Maese Luhhan se echó a reír. Se detuvo al ver el martillo de Perrin, que seguía en el mueble a los pies de la cama, y posó los dedos en él.

—Te has convertido en un maestro del oficio. —Maese Luhhan se sentó en una banqueta junto a la cama—. De un artesano a otro, estoy impresionado. No creo que yo fuera capaz de hacer algo tan excelente como ese martillo.

—Vos hicisteis el hacha.

—Supongo que sí. No era un objeto hermoso. Era algo para matar.

—A veces es necesario matar.

—Sí, pero nunca es bello. Nunca.

Perrin asintió con un cabeceo a las palabras del hombre mayor.

—Gracias. Por encontrarme y traerme aquí —le dijo—. Por salvarme.

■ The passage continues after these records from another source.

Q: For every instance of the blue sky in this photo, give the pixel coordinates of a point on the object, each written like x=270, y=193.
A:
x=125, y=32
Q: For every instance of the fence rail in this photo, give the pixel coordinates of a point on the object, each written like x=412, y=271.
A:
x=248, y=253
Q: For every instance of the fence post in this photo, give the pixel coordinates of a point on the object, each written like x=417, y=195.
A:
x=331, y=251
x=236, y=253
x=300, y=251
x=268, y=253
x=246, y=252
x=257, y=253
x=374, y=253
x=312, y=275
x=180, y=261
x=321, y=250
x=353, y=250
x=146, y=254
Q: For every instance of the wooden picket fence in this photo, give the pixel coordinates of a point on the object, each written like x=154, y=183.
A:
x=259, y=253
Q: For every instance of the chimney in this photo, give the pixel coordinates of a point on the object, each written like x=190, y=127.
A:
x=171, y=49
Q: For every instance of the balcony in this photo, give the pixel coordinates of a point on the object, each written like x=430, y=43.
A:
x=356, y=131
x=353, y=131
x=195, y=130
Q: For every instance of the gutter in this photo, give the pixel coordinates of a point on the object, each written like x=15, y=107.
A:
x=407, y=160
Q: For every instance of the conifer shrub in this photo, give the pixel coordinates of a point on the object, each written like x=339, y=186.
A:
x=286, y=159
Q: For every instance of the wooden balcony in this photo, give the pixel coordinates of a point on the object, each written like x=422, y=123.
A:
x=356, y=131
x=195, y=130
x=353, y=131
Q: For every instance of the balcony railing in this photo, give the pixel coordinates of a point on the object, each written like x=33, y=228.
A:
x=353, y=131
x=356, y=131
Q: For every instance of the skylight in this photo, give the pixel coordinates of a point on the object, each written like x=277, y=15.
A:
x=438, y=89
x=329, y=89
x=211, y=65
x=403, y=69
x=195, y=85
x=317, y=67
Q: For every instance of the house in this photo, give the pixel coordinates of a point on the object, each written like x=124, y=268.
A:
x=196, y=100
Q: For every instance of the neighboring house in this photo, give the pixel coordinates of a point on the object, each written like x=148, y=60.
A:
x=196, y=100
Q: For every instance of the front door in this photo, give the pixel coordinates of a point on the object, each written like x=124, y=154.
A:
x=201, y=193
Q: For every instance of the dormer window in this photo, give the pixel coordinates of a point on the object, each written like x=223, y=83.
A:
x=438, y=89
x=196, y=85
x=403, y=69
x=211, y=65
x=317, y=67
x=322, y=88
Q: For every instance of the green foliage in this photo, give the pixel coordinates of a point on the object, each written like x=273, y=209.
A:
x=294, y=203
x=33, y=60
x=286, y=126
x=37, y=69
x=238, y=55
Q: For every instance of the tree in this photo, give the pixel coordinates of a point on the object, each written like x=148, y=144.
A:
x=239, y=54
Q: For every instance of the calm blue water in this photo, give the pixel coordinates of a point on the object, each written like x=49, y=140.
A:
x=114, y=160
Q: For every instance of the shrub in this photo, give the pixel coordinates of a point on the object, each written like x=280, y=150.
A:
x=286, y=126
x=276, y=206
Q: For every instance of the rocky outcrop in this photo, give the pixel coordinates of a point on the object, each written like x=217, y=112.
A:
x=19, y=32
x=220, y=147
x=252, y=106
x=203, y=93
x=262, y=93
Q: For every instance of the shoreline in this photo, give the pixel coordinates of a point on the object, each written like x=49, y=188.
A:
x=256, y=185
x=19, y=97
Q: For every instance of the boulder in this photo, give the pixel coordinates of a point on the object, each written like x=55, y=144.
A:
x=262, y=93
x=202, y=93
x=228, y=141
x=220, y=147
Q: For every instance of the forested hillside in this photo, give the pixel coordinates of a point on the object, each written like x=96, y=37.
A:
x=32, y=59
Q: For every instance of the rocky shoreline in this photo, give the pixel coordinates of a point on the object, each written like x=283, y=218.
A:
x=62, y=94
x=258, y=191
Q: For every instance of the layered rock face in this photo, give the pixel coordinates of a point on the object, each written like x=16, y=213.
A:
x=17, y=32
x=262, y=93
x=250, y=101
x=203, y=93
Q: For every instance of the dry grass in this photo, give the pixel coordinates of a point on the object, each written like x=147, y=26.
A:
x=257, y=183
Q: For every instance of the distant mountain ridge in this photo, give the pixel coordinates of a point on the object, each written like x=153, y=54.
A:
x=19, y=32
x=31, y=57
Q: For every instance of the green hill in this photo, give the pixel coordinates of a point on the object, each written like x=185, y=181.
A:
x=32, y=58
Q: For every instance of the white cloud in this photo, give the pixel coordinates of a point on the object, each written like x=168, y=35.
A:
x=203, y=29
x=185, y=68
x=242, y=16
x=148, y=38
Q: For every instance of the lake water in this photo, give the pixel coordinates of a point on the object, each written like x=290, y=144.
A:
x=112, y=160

—¡Era simple interés propio, hijo! Si escapamos de esto, será por vosotros, muchachos. ¡Acuérdate de lo que te digo, porque es cierto!

Perrin meneó la cabeza como si no pudiera creerlo. Un hombre, como mínimo, los recordaba a los tres como unos muchachos. Jóvenes que, al menos en el caso de Mat, habían estado metiéndose en problemas cada dos por tres.

«De hecho —pensó Perrin— estoy bastante seguro de que Mat sigue metiéndose en problemas las más de las veces.» Al menos, en ese momento no estaba luchando, sino que hablaba con algunos seanchan, a juzgar por el remolino de colores que se concretó en una imagen.